My question is how exactly (rigorously) can one define the exterior derivative via Stokes' theorem? Where can I read about that in detail?

Solution 1:

This approach is championed in Arnold's book on classical mechanics. The exterior derivative of a $k$-form $\omega$ is supposed to be a $(k+1)$-form, defined as follows: given tangent vectors $v_1,\dots,v_{k+1}$ at some point $x$ of the manifold, pick a coordinate chart, and let $\Lambda_\varepsilon$ be a parallelogram spanned by $\varepsilon v_1,\dots,\varepsilon v_{k+1}$ in that chart. Then, define $$ d\omega(v_1,\dots,v_{k+1}):=\lim_{t\to0}\varepsilon^{-k-1}\int_{\partial \Lambda_\varepsilon}\omega. $$ The area of each face of $\partial \Lambda_\varepsilon$ is of order $\varepsilon^k$. If we expand the coefficients of $\omega$ in a Taylor series in our coordinate chart, then the only contribution to the limit will come from the linear terms: the constant terms give zero contribution to the integral because of cancellation between the opposite faces, and terms of order $O(\varepsilon^2)$ will give contribution of order $\varepsilon^{k+2}$. And the contribution from the linear terms is straighforward to compute, recovering the usual algebraic definition of the exterior derivative.

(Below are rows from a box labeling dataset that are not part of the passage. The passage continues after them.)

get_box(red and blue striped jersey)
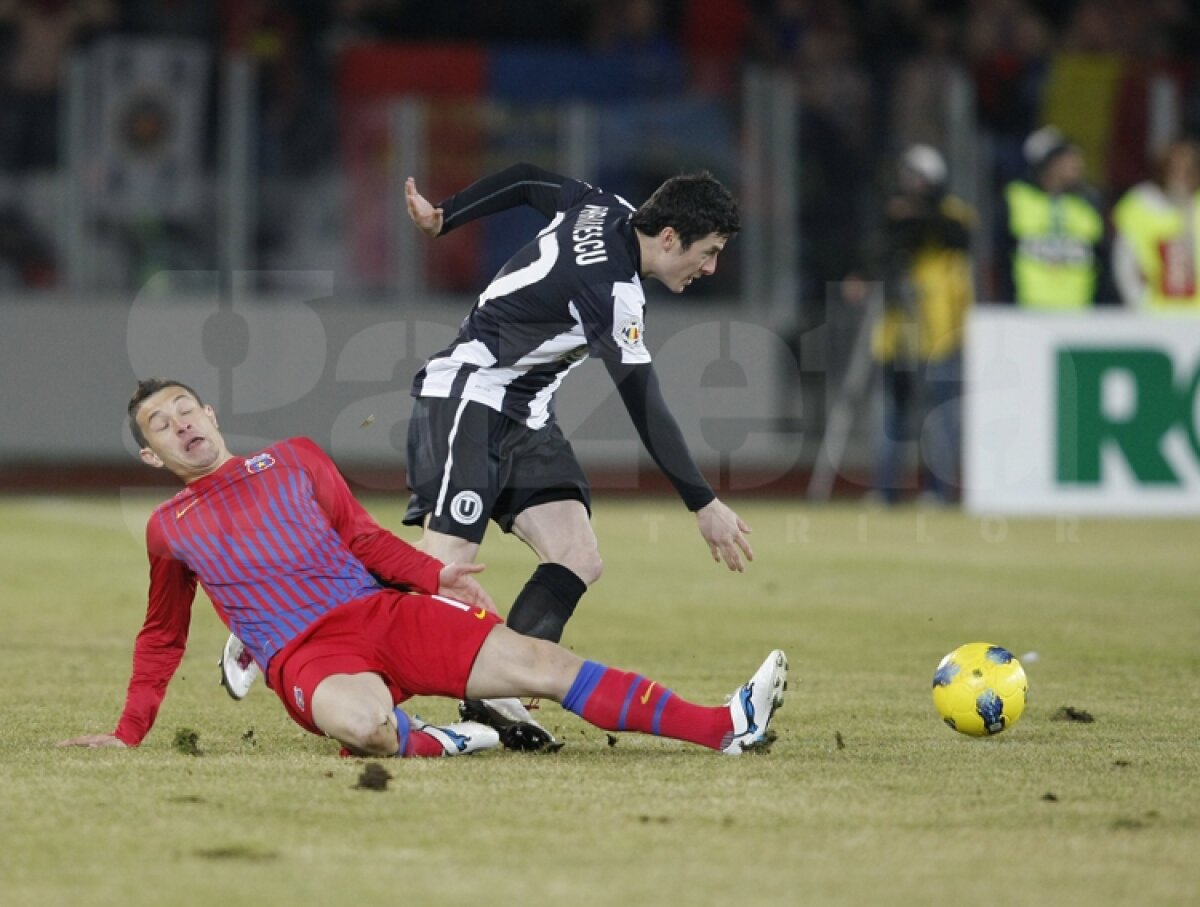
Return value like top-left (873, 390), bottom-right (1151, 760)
top-left (115, 438), bottom-right (443, 744)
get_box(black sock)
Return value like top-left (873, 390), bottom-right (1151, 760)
top-left (505, 564), bottom-right (588, 642)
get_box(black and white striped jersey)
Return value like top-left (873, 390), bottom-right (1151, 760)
top-left (413, 166), bottom-right (650, 428)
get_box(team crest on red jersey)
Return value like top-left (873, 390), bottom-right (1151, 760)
top-left (246, 454), bottom-right (275, 473)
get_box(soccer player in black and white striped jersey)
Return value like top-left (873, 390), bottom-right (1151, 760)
top-left (227, 163), bottom-right (754, 743)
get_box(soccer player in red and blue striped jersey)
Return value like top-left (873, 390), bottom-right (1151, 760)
top-left (64, 379), bottom-right (787, 756)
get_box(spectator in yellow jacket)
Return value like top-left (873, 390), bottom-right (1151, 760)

Now, assume that we replace the parallelograms $\Lambda_\varepsilon$ by their images $\tilde{\Lambda}_\varepsilon$ under a diffeomorphism whose differential at $x$ is the identity map. The constant terms still gives zero contribution, since a constant form is exact (this is a crucial point; if we tried to differentiate, e. g., vector fields or metric tensors on a smooth manifold without additional structure, we would fail here.) The contribution of linear terms will be the same for $\Lambda_\varepsilon$ and $\tilde{\Lambda}_\varepsilon$, up to a negligible correction. This shows, in effect, that the whole construction was independent of the coordinate chart.

Solution 2:

On page 136 of Models for Smooth Infinitesimal Analysis, Ieke Moerdijk & Gonzalo E. Reyes define the exterior derivative this way in the context of synthetic differential geometry (SDG), which is a truly beautiful and intuitive theory that makes all those old infinitesimal arguments rigorous. As they discuss in the text, the Dubuc topos provides a model for SDG which comes with a canonical fully faithful embedding of the classical category of smooth manifolds, and this gives us the classical exterior derivative.

However, if you prefer to work strictly in the classical setting, then you can adapt the SDG argument using limits (as V. I. Arnold does), or use the proof of de Rham's theorem. In the latter case, integration of a form over smooth singular chains gives you a smooth singular cochain, and you just need to check that the usual coboundary for singular cochains takes differential forms to forms. I think Warner presents Stokes' theorem for singular chains in his text.